Cette article est de la catégorie Innovation et du dossier Data Lifecycle Management

Problème des métadonnées

Où la bât blesse-t-il dans la recherche? Un connaisseur expose les difficultés.

Texte: Konrad O. Jaggi, publié le 01.04.2014

La biologie des systèmes compte parmi les points essentiels de la recherche soutenue par l'état en Suisse. Dans ce jeune domaine de recherche, on tente de saisir et de modéliser les systèmes biologiques dans leur ensemble: comment se comporte un micro-organisme, par exemple de levure, dans divers environnements. Ou comment fonctionne un processus biologique, par exemple la croissance des plantes. Il s'agit donc d'une recherche complexe sur les principes, qui exige une collaboration interdisciplinaire des chercheurs. SystemsX.ch est l'initiative nationale responsable de la promotion des projets de recherche en biologie des systèmes. Le projet SyBIT soutient tous les projets SystemsX.ch dans leur travail de recherche qui exige en partie énormément de données. Il est entre autres responsable du Data Lifecycle Management DLCM dans SystemsX.

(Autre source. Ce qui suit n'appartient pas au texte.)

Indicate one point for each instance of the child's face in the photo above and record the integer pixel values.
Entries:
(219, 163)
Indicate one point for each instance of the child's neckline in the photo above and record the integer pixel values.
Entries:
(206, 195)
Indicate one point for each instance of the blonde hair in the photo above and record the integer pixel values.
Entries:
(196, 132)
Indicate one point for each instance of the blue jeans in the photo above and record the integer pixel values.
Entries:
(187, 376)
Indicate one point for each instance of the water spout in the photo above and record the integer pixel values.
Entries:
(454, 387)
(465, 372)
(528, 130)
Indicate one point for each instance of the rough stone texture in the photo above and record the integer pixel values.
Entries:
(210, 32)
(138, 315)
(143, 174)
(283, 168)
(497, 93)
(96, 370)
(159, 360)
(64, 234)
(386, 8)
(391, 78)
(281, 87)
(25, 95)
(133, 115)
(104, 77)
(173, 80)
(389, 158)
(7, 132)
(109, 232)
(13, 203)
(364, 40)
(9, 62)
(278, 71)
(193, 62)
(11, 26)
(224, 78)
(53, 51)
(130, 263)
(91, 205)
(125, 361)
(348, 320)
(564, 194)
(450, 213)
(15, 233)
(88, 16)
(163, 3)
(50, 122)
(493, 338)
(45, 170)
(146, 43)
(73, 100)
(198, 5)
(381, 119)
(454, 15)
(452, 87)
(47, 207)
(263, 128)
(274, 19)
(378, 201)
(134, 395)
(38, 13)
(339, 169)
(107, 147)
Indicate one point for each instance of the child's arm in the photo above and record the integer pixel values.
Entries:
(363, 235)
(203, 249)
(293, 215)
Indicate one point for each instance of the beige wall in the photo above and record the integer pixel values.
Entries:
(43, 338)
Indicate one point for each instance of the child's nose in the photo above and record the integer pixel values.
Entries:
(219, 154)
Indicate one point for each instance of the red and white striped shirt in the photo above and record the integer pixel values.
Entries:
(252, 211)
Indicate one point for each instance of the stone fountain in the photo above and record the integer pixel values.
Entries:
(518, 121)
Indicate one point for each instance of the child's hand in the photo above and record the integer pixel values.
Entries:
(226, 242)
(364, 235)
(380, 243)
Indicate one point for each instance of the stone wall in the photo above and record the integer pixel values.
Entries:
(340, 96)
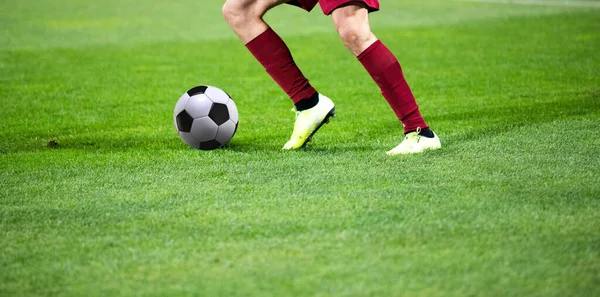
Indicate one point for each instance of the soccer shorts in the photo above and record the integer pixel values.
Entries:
(328, 6)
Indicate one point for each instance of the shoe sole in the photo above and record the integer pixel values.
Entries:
(330, 114)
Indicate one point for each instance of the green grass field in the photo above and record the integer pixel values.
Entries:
(99, 197)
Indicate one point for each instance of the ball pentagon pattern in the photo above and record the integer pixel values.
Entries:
(205, 117)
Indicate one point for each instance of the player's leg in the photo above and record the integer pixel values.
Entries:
(351, 20)
(245, 18)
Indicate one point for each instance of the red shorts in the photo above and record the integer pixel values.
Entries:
(328, 6)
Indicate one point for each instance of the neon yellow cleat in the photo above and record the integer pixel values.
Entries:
(414, 143)
(309, 121)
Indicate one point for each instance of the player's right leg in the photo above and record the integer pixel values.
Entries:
(246, 18)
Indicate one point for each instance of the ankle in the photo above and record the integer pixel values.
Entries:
(307, 103)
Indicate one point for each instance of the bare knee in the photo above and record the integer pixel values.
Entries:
(236, 12)
(352, 23)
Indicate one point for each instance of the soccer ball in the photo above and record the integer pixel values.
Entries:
(205, 118)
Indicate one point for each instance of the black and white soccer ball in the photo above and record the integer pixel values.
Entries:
(205, 117)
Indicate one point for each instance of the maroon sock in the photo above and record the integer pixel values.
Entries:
(275, 56)
(385, 70)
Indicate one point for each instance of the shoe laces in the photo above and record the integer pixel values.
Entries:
(414, 136)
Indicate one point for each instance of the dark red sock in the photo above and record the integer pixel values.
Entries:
(275, 56)
(385, 70)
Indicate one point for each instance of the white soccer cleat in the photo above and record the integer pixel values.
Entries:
(309, 121)
(414, 143)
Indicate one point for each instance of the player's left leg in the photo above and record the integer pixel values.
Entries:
(313, 109)
(351, 20)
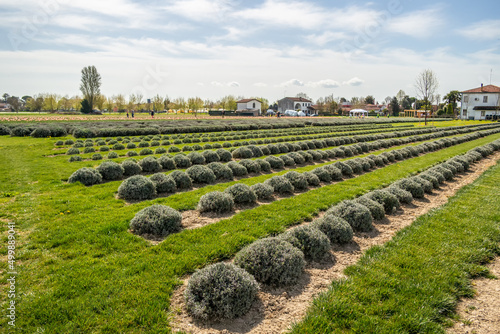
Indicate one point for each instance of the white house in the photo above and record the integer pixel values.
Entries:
(481, 103)
(295, 103)
(249, 105)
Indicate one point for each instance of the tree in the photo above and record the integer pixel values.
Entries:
(120, 102)
(14, 102)
(426, 85)
(395, 106)
(86, 108)
(370, 99)
(452, 97)
(90, 85)
(303, 95)
(50, 102)
(400, 96)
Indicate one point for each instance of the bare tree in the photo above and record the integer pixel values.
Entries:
(90, 85)
(426, 85)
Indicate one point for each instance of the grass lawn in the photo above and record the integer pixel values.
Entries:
(80, 270)
(412, 283)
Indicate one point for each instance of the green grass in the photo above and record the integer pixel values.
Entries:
(411, 284)
(82, 271)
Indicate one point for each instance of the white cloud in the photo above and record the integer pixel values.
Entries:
(200, 10)
(327, 83)
(292, 82)
(483, 30)
(419, 24)
(354, 82)
(326, 37)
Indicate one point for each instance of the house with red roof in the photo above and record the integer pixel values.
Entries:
(249, 106)
(295, 103)
(482, 103)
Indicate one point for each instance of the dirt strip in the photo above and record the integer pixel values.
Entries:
(277, 308)
(481, 315)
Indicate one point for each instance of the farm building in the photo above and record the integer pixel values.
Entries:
(481, 103)
(295, 103)
(249, 106)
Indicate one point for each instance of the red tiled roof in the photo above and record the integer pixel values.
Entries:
(247, 100)
(298, 99)
(484, 89)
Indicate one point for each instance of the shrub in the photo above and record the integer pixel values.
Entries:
(196, 158)
(335, 228)
(237, 169)
(150, 165)
(376, 209)
(156, 220)
(117, 147)
(242, 194)
(110, 170)
(252, 166)
(312, 179)
(137, 187)
(432, 179)
(344, 168)
(222, 172)
(182, 161)
(298, 180)
(264, 165)
(242, 153)
(224, 155)
(310, 240)
(263, 191)
(357, 215)
(167, 162)
(220, 291)
(72, 151)
(131, 167)
(210, 156)
(41, 132)
(413, 187)
(163, 183)
(322, 174)
(216, 201)
(86, 176)
(388, 200)
(425, 184)
(272, 261)
(437, 174)
(182, 180)
(275, 162)
(403, 196)
(335, 173)
(356, 167)
(287, 161)
(173, 149)
(280, 184)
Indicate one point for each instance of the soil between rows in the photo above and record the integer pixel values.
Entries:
(277, 308)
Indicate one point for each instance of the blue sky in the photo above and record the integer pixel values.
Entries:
(268, 48)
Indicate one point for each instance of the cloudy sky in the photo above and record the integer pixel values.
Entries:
(269, 48)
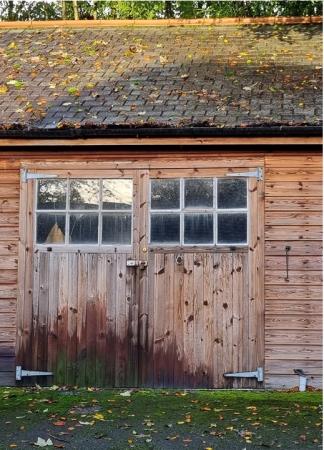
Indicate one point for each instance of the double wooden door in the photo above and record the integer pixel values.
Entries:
(131, 277)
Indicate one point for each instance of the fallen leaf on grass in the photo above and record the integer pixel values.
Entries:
(59, 423)
(42, 443)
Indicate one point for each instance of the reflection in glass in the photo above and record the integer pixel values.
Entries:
(84, 194)
(199, 193)
(117, 194)
(50, 228)
(165, 228)
(231, 193)
(51, 194)
(116, 229)
(198, 229)
(84, 229)
(165, 194)
(232, 228)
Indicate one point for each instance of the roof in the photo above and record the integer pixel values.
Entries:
(160, 77)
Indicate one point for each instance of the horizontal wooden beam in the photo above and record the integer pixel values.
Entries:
(113, 141)
(160, 22)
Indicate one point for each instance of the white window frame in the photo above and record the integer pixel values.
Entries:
(214, 210)
(67, 212)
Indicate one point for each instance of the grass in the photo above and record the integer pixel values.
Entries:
(160, 419)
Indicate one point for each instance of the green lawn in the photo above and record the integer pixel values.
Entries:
(160, 419)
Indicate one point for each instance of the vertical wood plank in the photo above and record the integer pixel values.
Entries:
(72, 311)
(188, 337)
(159, 319)
(91, 319)
(178, 319)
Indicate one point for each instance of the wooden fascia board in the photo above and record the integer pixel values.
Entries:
(113, 141)
(225, 21)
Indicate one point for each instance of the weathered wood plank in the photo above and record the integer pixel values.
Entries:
(296, 277)
(298, 248)
(293, 232)
(293, 160)
(286, 307)
(286, 367)
(293, 218)
(294, 174)
(289, 382)
(293, 292)
(293, 322)
(293, 337)
(294, 262)
(285, 203)
(293, 189)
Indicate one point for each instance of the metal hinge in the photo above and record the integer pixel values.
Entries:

SWITCH Journal: Qui est responsable des données?
Peter Kunszt:
C'est très variable. Pour la séquence des gènes, la spectrométrie de masse et la microscopie par exemple, les EPF et universités ont des Core Facilities qui effectuent les données de manière professionnelle et contrôlée en tant que service. La gestion active des données dépend largement du projet. Lorsque les données sont créées à une Core Facility, il y a des opérations définies avec précision et qui sont constamment améliorées. Dans les différents laboratoires, cela est moins bien défini. Au SyBIT, nous mettons à disposition beaucoup de logiciel afin de faciliter les diverses tâches aux Core Facilities de même que dans les différents laboratoires. 

Quels sont les volumes de données produits?
Les plus grands producteurs de données arrivent à plusieurs douzaines de téraoctets par an. Les microscopes plus petits ou les compteurs de cellules plus simples ne produisent que des données de l'ordre de grandeur de 100 gigaoctets. 

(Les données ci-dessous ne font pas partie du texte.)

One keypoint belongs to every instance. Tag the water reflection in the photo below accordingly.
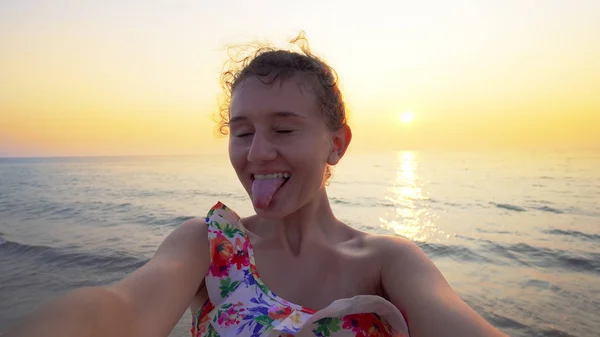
(413, 217)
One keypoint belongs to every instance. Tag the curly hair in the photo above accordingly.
(268, 64)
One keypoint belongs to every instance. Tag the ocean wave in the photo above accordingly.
(509, 207)
(456, 252)
(527, 255)
(571, 233)
(549, 209)
(112, 262)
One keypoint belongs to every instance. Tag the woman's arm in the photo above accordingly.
(414, 285)
(148, 302)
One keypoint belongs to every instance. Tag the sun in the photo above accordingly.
(407, 117)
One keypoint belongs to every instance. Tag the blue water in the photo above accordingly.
(517, 235)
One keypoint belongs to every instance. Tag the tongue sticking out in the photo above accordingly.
(263, 190)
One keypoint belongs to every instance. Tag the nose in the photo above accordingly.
(262, 149)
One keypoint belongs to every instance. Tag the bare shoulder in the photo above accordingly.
(396, 251)
(413, 283)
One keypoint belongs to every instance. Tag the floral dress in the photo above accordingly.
(240, 304)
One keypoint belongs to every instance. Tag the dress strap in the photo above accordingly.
(229, 254)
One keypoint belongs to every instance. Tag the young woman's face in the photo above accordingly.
(279, 144)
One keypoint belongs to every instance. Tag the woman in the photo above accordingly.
(287, 126)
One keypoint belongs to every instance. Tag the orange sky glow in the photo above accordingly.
(87, 78)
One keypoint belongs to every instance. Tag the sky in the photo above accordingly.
(129, 77)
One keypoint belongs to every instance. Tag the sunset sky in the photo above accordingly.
(141, 77)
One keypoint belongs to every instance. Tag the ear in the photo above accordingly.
(340, 142)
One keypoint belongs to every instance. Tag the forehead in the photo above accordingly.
(254, 98)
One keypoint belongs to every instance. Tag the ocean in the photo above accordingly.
(516, 234)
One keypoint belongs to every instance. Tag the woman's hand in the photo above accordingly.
(148, 302)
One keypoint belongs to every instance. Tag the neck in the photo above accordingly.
(309, 224)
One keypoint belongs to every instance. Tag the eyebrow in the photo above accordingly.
(286, 114)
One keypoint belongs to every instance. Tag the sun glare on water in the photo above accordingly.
(406, 117)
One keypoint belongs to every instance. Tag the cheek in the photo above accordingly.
(237, 157)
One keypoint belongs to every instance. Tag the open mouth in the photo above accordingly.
(264, 187)
(285, 175)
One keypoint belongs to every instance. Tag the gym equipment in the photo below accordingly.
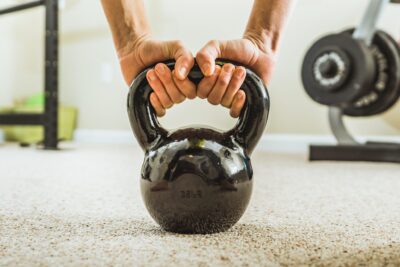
(356, 73)
(49, 118)
(197, 180)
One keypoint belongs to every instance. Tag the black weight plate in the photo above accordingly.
(361, 70)
(383, 95)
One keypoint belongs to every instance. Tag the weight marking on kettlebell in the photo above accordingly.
(191, 194)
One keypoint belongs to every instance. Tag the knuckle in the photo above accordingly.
(224, 80)
(213, 100)
(202, 55)
(178, 43)
(213, 42)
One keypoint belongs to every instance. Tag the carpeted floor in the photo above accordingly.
(82, 207)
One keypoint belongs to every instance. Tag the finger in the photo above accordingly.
(155, 102)
(165, 75)
(207, 83)
(186, 87)
(183, 57)
(216, 94)
(159, 89)
(236, 82)
(207, 55)
(238, 103)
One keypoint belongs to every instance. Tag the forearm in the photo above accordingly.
(267, 21)
(127, 21)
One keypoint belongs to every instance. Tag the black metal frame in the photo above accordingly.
(49, 118)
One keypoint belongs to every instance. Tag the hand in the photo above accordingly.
(169, 87)
(223, 86)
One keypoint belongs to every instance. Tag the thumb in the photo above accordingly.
(207, 55)
(184, 59)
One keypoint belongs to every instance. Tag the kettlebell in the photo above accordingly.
(197, 180)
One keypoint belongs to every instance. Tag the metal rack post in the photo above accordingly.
(49, 118)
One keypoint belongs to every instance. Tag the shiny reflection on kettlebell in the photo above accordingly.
(197, 180)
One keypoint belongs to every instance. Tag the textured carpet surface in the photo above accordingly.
(82, 207)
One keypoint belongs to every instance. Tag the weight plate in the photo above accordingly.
(386, 86)
(355, 68)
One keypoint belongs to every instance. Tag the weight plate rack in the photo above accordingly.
(49, 118)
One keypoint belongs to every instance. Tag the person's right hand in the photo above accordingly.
(170, 87)
(222, 86)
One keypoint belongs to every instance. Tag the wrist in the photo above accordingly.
(266, 40)
(131, 43)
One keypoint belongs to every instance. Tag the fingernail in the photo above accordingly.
(182, 72)
(240, 73)
(152, 75)
(207, 69)
(228, 68)
(160, 68)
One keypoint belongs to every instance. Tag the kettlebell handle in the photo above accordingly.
(247, 132)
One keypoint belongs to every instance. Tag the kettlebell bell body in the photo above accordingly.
(197, 180)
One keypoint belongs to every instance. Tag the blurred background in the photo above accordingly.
(90, 79)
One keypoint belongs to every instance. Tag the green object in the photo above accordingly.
(67, 117)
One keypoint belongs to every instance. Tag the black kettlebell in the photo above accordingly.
(197, 180)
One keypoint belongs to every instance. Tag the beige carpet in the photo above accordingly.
(82, 207)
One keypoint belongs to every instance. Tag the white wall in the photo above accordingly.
(89, 72)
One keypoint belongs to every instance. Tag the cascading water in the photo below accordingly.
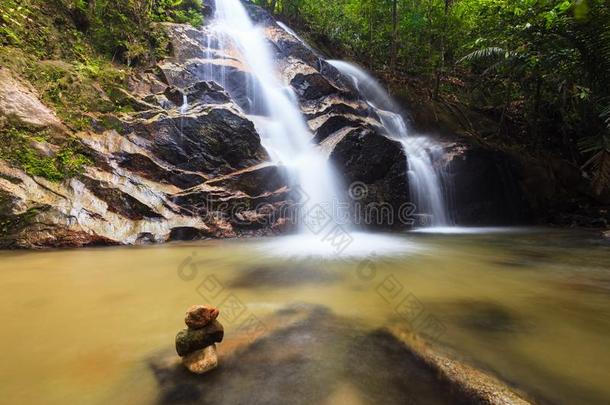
(284, 134)
(424, 180)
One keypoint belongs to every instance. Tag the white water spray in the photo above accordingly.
(284, 134)
(424, 178)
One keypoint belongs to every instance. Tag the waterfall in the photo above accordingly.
(424, 179)
(284, 133)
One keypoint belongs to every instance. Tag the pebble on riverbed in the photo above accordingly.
(196, 344)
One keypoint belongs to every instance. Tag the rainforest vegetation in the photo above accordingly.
(541, 68)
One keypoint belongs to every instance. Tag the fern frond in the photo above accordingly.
(488, 54)
(601, 171)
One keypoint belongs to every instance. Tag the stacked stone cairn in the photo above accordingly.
(196, 344)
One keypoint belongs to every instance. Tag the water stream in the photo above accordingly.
(284, 133)
(425, 179)
(530, 306)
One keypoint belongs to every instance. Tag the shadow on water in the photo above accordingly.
(283, 275)
(322, 358)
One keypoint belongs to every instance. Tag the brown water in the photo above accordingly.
(530, 306)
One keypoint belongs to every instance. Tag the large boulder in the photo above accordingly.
(20, 103)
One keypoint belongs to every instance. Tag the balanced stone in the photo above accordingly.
(189, 340)
(201, 360)
(199, 316)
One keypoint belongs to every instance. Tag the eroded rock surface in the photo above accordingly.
(306, 354)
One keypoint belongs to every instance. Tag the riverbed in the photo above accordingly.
(530, 306)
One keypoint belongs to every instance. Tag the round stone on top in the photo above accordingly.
(199, 316)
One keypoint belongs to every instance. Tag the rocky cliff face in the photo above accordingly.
(166, 172)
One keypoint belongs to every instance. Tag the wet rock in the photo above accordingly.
(376, 168)
(201, 361)
(188, 340)
(212, 141)
(20, 102)
(199, 316)
(283, 275)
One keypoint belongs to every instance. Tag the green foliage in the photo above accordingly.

Votre institution a-t-elle une politique pour le DLCM?
Dans la recherche sur les principes, on veut souvent conserver toutes les données car on ne sait pas exactement ce qu'elles contiennent au juste. Pour les équipes de données dont on connaît mieux les contenus, on sait ce qu'on peut effacer et quand. Ce n'est malheureusement le cas que pour une minorité de nos données. Mais nous comprenons toujours mieux quand il est plus simple de répéter une mesure que de stocker les données: les nouvelles mesures sont toujours plus précises et plus rapides. Au SyBIT, nous sommes en train d'élaborer des directives pratiques et de les introduire dans les standards SystemsX.ch. 

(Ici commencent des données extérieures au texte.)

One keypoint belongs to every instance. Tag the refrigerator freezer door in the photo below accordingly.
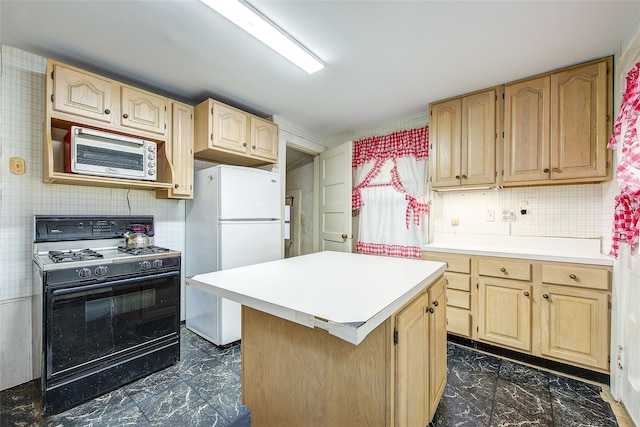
(248, 193)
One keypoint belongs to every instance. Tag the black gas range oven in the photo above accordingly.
(104, 314)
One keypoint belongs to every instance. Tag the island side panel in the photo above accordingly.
(295, 375)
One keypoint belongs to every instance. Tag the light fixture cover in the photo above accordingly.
(256, 24)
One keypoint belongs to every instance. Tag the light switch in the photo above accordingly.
(17, 165)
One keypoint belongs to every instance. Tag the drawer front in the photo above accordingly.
(459, 321)
(459, 281)
(569, 275)
(517, 270)
(459, 299)
(458, 263)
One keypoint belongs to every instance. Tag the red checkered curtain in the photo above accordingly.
(626, 223)
(389, 186)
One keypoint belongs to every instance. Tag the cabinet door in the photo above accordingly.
(142, 110)
(478, 139)
(579, 130)
(575, 325)
(264, 139)
(412, 399)
(82, 94)
(229, 129)
(526, 130)
(504, 315)
(437, 345)
(444, 133)
(182, 150)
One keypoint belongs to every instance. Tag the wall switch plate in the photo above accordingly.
(508, 215)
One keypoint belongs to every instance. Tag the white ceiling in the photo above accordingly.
(385, 60)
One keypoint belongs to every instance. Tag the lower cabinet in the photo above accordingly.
(553, 310)
(421, 357)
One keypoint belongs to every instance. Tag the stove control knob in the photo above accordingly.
(101, 270)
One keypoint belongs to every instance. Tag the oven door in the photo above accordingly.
(89, 326)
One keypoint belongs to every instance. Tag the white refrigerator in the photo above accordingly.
(232, 221)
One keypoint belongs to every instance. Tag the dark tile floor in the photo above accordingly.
(203, 389)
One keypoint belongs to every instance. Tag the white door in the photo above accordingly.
(335, 198)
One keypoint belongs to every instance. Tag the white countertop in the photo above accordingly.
(348, 295)
(559, 249)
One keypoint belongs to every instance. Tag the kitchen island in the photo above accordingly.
(334, 338)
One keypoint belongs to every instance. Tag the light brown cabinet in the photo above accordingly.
(553, 310)
(459, 299)
(421, 357)
(181, 152)
(463, 140)
(557, 125)
(78, 97)
(228, 135)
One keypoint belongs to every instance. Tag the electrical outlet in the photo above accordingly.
(508, 215)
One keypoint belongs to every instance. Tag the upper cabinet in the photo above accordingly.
(228, 135)
(463, 140)
(557, 126)
(78, 97)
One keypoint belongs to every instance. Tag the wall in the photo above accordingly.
(23, 196)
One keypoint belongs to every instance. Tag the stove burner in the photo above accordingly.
(147, 250)
(79, 255)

A qui les données appartiennent-elles?
Au contribuable – ce sont des données publiques, les droits d'auteur appartiennent aux universités cantonales et à l'EPF. 

Comment voulez-vous organiser de manière que les données soient encore accessibles dans un avenir lointain?
Nous n'avons pas encore de solution pour cela. Si nous avons de la chance, il y aura pour les données un dépôt international d'archives. Mais nous avons déjà dû constater que de tels dépôts perdaient leurs fonds et ont dû fermer boutique. Ou bien elles ont été privatisées et demandent maintenant de l'argent pour l'accès aux données. Il n'y a malheureusement pas d'archives suisses pour les données de recherche. La technologie n'est pas le problème. Il serait beaucoup plus important de déterminer qui, en Suisse, en est responsable. En principe, c'est là une décision politique car il s'agit du financement durable d'un ou de plusieurs services nationaux d'archivage pour données de recherche. 

Où envisagez-vous une augmentation des exigences et des défis au cours des années à venir?
Le volume augmentera toujours. La déduplication et de meilleurs procédés de compression aideront à réduire le volume de données. Mais nous devons encore mieux comprendre comment nous pouvons exploiter ces technologies de manière optimale. Les problèmes d'accès et de droits d'auteur n'existent en fait que dans le domaine médical. La complexité des données ne fera qu'augmenter. Même actuellement, ce ne sont pas les données brutes en elles-mêmes qui nous causent des problèmes mais l'indexation correcte et les métadonnées. Il y a beaucoup de choses que l'on ne peut pas automatiser et la préparation des données exige un savoir d'expert hautement spécialisé. 

Quelle est pour votre domaine l'importance d'un DLCM coordonné?
C'est extrêmement important et beaucoup malheureusement ne le comprennent pas encore. Toutes les nouvelles méthodes sont basées sur des découvertes de données faites jusqu'à présent. Celles-ci doivent être disponibles et rendues accessibles de manière compréhensible; pour la recherche aussi bien que pour l'enseignement. De premiers efforts en vue de mieux  soutenir la recherche dans leur DLCM ont déjà été entrepris. Le projet SyBIT en est un. Il s'agit  maintenant de l'établir de manière durable et de le mettre en œuvre à long terme.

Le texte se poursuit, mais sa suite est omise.